Two senators are raising concerns following an announcement by Fidelity that it will allow customers to allocate bitcoin to their 401(k) retirement accounts.
Sen. Elizabeth Warren (D-MA) and Sen. Tina Smith (D-MN) have sent a letter to Fidelity that cites the volatile nature of bitcoin and that asks the company how it plans to deal with “significant risks such as fraud, theft, and loss” posed by the leading cryptocurrency. Investing in cryptocurrencies is a risky and speculative gamble, and we are concerned that Fidelity would take these risks with millions of Americans’ retirement savings,” the letter states.
The letter goes on to state that “bitcoin’s volatility is compounded by its susceptibility to the whims of just a handful of influencers,” and it specifically cites Elon Musk. In addition the letter asks why Fidelity disregarded the Department of Labor’s (DOL) concerns.
Available in 2023
Boston-based Fidelity Investments had earlier announced it will begin to offer bitcoin as an investment option in its 401(k) plans by the middle of 2023.
Fidelity is the largest 401(k) plan provider in the United States, acting as custodian for 23,000 plans, which have 20.4 million participants. In total, those plans represent $2.7 trillion in assets under management, according to the company.
It is also the first major 401(k) provider to offer cryptocurrency as an investment for retirement savers.

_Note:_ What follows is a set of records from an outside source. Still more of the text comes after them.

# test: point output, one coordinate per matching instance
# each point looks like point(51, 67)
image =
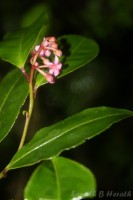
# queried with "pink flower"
point(42, 59)
point(54, 68)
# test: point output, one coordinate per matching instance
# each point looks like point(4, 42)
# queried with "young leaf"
point(77, 52)
point(16, 46)
point(60, 178)
point(69, 133)
point(13, 92)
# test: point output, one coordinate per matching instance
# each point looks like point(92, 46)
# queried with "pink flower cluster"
point(45, 59)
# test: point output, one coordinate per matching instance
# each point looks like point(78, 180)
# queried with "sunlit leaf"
point(62, 179)
point(69, 133)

“The bitcoin option, however, will only be on offer to participants whose employers have elected to include it in their plan,” CNN reported, adding Fidelity did not specify how many employers have already signed on.
“But we have a number of clients that have committed and a number of others in the evaluation process,” said Dave Gray, Fidelity’s head of workplace platforms and products.
He expects to hear from more clients now that Fidelity has publicly announced the news, according to CNN.
“As with any other investment in a 401(k) plan, participants can elect to direct a portion of their regular savings contributions into what will be known as their digital asset account (DAA) where their bitcoin will be held,” CNN reported. “They also can elect to transfer money to their DAA from another investment they have within the plan. And they can take distributions from that account.”
Limits to be Set
“But limits will be set on how much they can contribute. Fidelity won’t allow any employer to set that limit higher than 20%,” Gray told CNN. “But employers may set the limit much lower, for example 5%. And that limit will also apply to how much money an employee can transfer into their DAA as a percentage of the 401(k)’s total assets.
There will also be a limit set on how frequently one can make “round-trip trades” into or out of the account. “We designed this from the point of view of investors that look at bitcoin as a long-term retirement savings opportunity. It’s not for intraday trading or someone looking to trade on market swings,” Gray told the news outlet.
The report notes there will be a trading fee, which has yet to be announced. And the annual fee for the administration will be between 75 and 90 basis points of the assets in the account. That’s for custody, accounting and administration of the DAA, Gray added.
Fidelity is also providing plan sponsors with materials and tools to educate participants about the risks and volatility inherent in investing in bitcoin.
Labor Department Warning
The Labor Department has issued a warning that retirement accounts must meet the minimum standards of protection for participants set by the Employee Retirement Income Security Act. The Labor Department said it is very concerned about the prospect of 401(k) participants being exposed to the extreme volatility of crypto trading.
Bitcoin, currently trading just under $40,000, is down nearly 27% in the past 12 months, and is down about 15% this year alone.